Overview

Overview#

The goal of this project is to develop a retrieval system that can search for natural images using hand-drawn sketches as queries. The system works by:

computing a similarity score between a query sketch and each photo in the retrieval dataset,
ranking the photos based on their similarity score,
returning the top-ranked photos as the most relevant results.

You will implement the retrieval system using deep metric learning, where embeddings are learned from two distinct types of image: sketches and photos. A convolutional network (CNN) will generate embeddings from photos, while a separate CNN will generate embeddings from sketches. Despite processing different input modalities, both networks are trained to produce outputs in the same embedding space, allowing for direct comparison between sketches and images.

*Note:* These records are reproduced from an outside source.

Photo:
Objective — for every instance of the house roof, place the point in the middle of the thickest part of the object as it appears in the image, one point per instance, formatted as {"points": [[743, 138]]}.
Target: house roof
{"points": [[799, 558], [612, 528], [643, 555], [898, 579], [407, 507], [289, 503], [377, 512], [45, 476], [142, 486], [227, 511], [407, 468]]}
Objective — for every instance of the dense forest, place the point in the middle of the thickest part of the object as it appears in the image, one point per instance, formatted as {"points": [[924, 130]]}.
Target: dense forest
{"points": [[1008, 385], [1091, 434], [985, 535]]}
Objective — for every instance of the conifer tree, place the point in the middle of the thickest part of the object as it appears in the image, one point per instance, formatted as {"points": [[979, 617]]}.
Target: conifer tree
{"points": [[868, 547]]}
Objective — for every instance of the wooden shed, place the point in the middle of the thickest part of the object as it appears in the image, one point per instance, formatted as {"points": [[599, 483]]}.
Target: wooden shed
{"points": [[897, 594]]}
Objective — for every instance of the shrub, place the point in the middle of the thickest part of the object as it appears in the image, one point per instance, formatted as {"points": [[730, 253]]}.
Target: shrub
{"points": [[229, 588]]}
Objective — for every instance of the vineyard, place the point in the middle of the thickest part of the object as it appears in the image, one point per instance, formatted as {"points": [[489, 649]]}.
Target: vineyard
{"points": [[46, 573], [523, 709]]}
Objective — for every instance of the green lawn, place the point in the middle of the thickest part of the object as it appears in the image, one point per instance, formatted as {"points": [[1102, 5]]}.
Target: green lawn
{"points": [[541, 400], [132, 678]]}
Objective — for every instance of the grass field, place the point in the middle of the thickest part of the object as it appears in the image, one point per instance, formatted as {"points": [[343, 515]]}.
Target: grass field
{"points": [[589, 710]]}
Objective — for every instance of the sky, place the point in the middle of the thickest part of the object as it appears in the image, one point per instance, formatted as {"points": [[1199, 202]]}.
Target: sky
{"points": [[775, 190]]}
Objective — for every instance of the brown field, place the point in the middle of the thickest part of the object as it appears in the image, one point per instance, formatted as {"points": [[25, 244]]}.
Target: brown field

Pretraining the backbones#

The photo and sketch networks consist of two parts: a convolutional backbone and a fully-connected head. To simplify training and improve results, the backbone can be taken from a network that has already been trained on ImageNet, such as ResNet-50 or MobileNet. The head, however, is initialized randomly, since it needs to learn to produce embeddings that work specifically for sketch-photo retrieval.

Recommendation

At the start, it’s best to freeze the backbone and train only the head. This is called feature extraction. Once the head is working well, you can try fine-tuning the entire network.

Feature extraction#

You will use the same pretrained model for both the sketch and photo networks. The pretrained model will be modified to output the features of the global average pooling layer, flattened to a 1D vector. Since the backbone is frozen, you can extract the features once for all photos and sketches, and save them to disk. Then, you will create a Dataset that provides tuples of (photo feature, sketch feature, label). Each item in this dataset corresponds to a sketch-photo pair that belongs to the same category. This dataset will be used to train the heads of the embedding networks.

Head architecture#

The head of each network consists of several fully-connected layers with ReLU activations and a final output layer with no activation.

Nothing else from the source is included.